The IGSS licence also introduces recurring costs. Operators must pay 0.4% of their annual gross turnover, with a minimum of KES 4 million per year. This ensures that even smaller companies contribute consistently, but it may also discourage new entrants.
Additional Landing Rights Authorisation Adds Complexity
Beyond the IGSS licence, the regulator has introduced a second requirement: the Landing Rights Authorisation (LRA). This applies to companies transmitting signals into Kenya via satellite or submarine cables.
The LRA comes with its own cost structure, including a licensing fee and application charges. Depending on the services offered, operators may need both licences, increasing the financial and administrative burden.
For global providers like Starlink and broadcasters such as MultiChoice, this means re-evaluating their operational strategies in Kenya. Smaller firms may find the layered licensing model particularly challenging to navigate.
Starlink and Direct-to-Cell Plans Face Pressure
The new rules come at a critical moment for SpaceX’s Starlink service, which has rapidly expanded in Kenya since 2023. The company currently operates under landing rights but now requires the IGSS licence to roll out its Direct-to-Cell technology.
This service aims to connect ordinary smartphones directly to satellites, eliminating the need for specialized hardware. It is part of a broader partnership with Airtel Africa, targeting multiple African markets.
Any delay in licensing could slow deployment timelines. That matters because Direct-to-Cell is expected to improve connectivity in remote regions where traditional infrastructure is limited or unavailable.
Why Kenya Introduced the New Fees
The regulatory overhaul didn’t happen overnight. It follows rapid growth in satellite internet adoption, largely driven by Starlink’s entry into the market. Subscription numbers surged, and satellite services began competing more directly with traditional providers.

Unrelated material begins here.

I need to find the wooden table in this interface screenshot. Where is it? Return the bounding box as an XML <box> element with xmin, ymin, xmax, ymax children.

Established telecom players, including Safaricom, raised concerns about competition and regulatory fairness. While partnerships have since emerged, the push for tighter regulation remained.
The new framework reflects a broader effort to level the playing field between satellite and terrestrial networks. It also aligns Kenya with global trends, as countries rethink how to regulate space-based internet services.
Impact on Consumers and Internet Access
For consumers, the biggest concern is pricing. Higher licensing and operational costs are likely to be passed down, at least partially, through subscription fees. This could make satellite internet less accessible, especially in rural and underserved areas.
Satellite connectivity plays a crucial role in regions where fibre and mobile networks cannot reach. From remote schools to rural businesses, many rely on these services for essential connectivity.
There is also a risk of reduced competition. Larger companies may absorb the new costs more easily, while smaller providers could struggle to survive. If fewer players remain, prices may rise further due to limited competition.
A Turning Point for Kenya’s Digital Future
Kenya’s move reflects a wider continental shift toward stricter satellite regulation. Governments are increasingly focused on ensuring that global tech providers contribute to local economies while maintaining fair competition.
The outcome of these changes will shape the country’s digital future. If the new framework attracts investment and maintains competition, it could strengthen the sector. If not, it risks slowing progress toward universal internet access.
For now, satellite operators must adapt quickly. And for consumers, the real test will be whether improved regulation leads to better services—or simply higher costs.